原本长房还有两个孩子的,后来那两个跑了,还是偷了家里的银子跑的,也不知道跑去哪里了。”
第240章 蜜月期延长
江涛思忖,在街上遇到何二老爷的事,要不要报告大当家呢?
他问陆臻,陆臻摇头:“这种小事就不要说了。”
江涛:“你是不好意思吧。也是,那何二老爷可是来找你认亲的。这事你不用管,我来报告大当家,大当家说不定还会可怜你。

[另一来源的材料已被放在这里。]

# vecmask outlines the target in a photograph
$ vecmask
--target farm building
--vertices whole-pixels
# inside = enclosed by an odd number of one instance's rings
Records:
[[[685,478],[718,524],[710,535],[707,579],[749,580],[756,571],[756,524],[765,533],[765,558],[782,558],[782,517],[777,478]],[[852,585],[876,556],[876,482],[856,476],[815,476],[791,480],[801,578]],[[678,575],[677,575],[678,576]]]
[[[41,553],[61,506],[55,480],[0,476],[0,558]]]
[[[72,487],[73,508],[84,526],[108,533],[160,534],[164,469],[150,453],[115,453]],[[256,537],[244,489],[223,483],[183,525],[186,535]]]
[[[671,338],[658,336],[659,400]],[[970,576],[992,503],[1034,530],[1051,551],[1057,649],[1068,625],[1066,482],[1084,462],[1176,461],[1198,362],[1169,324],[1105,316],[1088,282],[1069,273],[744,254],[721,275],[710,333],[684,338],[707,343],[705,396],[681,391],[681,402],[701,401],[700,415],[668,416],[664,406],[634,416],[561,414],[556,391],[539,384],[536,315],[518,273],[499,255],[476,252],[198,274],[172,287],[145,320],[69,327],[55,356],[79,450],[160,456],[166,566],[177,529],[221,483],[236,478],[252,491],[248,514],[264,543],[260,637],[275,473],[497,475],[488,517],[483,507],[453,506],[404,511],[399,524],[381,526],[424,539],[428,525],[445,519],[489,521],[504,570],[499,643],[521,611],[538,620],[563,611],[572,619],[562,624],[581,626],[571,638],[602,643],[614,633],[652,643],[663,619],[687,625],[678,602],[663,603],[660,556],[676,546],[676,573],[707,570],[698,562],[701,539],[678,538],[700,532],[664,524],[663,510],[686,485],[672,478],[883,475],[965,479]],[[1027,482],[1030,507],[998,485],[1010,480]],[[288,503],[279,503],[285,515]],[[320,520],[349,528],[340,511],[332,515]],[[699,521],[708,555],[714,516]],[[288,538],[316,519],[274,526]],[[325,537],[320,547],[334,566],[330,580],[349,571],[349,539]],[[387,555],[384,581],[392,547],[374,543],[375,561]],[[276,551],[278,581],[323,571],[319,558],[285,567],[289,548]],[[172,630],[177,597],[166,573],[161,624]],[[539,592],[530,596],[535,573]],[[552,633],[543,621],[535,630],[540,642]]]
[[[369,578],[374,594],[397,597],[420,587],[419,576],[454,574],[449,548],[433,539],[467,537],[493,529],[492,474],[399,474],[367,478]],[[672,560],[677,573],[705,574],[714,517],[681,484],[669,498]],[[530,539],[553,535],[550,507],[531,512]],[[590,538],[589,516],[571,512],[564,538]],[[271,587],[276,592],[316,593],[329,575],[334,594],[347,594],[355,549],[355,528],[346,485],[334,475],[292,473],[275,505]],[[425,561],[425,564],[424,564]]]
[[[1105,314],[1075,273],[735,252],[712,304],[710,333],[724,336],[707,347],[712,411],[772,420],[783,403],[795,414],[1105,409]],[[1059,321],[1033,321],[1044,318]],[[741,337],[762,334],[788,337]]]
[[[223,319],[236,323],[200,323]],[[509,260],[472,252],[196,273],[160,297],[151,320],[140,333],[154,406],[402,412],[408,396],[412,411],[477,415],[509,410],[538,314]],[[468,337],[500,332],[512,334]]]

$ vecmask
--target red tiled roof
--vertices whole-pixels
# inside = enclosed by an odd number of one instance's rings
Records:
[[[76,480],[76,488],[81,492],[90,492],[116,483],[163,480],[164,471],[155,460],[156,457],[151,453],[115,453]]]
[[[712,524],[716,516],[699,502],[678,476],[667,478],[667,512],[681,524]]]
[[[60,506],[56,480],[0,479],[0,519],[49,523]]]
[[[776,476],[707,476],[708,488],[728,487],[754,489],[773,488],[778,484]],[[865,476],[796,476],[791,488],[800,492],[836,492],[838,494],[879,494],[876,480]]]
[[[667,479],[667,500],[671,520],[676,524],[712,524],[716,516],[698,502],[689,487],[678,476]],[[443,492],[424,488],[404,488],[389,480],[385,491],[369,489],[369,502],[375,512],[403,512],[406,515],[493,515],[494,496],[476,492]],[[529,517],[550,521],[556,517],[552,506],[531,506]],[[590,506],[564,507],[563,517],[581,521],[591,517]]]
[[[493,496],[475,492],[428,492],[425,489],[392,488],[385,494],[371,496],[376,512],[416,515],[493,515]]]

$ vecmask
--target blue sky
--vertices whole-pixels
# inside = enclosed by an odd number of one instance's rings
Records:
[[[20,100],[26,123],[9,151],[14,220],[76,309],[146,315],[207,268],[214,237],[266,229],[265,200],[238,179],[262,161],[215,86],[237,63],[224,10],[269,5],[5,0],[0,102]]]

”
陆臻不解:“可怜我什么?”
江涛:“可怜你被人骚扰啊!”
陆臻:“不许说,这事不要告诉大当家!”
江涛:“兄弟,我是在帮你!”
陆臻:“不用!”
这么尴尬的事,怎么能让何苒知道呢?
陆臻生怕江涛瞒着他偷偷给何苒写信,接下来的几天,江涛走到哪里他都要跟着。
江涛确实没有给何苒写信,因此,何家的这些事,何苒并不知道。
她现在很忙,初十那日,武骥来了晋阳。
他是代表父亲来和何苒商谈的。
看到眼前井井有条的街市,安居乐业的百姓,武骥百感交集。
他还记得,他们父子第一次与何苒商谈是在平阳的周家堡。
那时的何苒身边只带了几个丫鬟。
当然,那时她手下有人,可顶多也只有几百人而已,和武氏根本无法相比。
武骥还记得,何苒说她要去打晋阳,说真的,他们父子并没把何苒的话当真。
何苒虽然是惊鸿楼的大当家,可那能有什么用?
顶多就是有点钱,有点情报而已。
可打仗是无底洞,哪怕惊鸿楼有钱,可用在打仗上,也只是杯水车薪。
因此,当时的何苒,在他们看来,一无所有,穷得只有一个周坚。
一无所有的何苒,用蔡老三的人头敲开武氏大门,又用周坚入股,与武氏结盟,一起灭了蔡氏!
武骥自嘲一笑,如果说打蔡氏的时候,一切还在掌握之中,那么灭了蔡氏之后发生的事,便脱离了掌控。
他们父子连遭打击,连失数县,而何苒却是高歌猛进,不但打下了晋阳,她还打下忻州,现在就把真定纳入囊中。
如果不是何苒还念着昔日的香火之情,这整个晋地,怕是已经没有武氏的落脚之处了。
武东明便是在得知何苒拿下真定之后,才决定让武骥前来晋阳的。
武骥向何苒转述的父亲的想法,新的一年,武氏仍然希望能与苒军合作,但是武氏的重心会放在西北。
何苒没有异议,西北素来是军事重地,是硬骨头中的硬骨头。
何苒并不畏惧,但她现在也确实没有充足的精力和兵力去打西北,还不如把西北交给武氏。
这块难啃的骨头,就让武氏去啃吧,能啃多少是多少。
至于武东明担心的事,何苒也给他吃了一颗定心丸。
武东明现在最担心的,就是何苒打得开心了,连他一起打!
武东明心知肚明,武氏与何苒,能够为了共同利益和平共处的时间不会很长,最终的结果,要么是一家臣服于另一家,要么就是一家灭了另一家。
若是还有第三种结果,那便是自家儿子出息了,把何苒娶进门。
当然也有可能是自家儿子嫁过去。
所以武东明现在能做的,就是将两者之间的蜜月期尽可能延长,延长到不能再延长的时候。
而武氏,就要在这为数不多的蜜月期里成长壮大。
武骥带来了武氏的诚意——两座矿山。
这两座矿山,还是当初从蔡氏手里抢过来,何苒分给武氏的。
虽说是从蔡氏手里抢的,但拥有人却是晋王。
这两座矿都在汾州,而汾州是何苒的地盘,因此,当初武骥虽然拿到了这两座矿,却是鞭长莫及。
在武东明看来,还不如送给何苒,换个人情。
何苒欣然收下这份厚礼,矿嘛,有多少也不嫌多。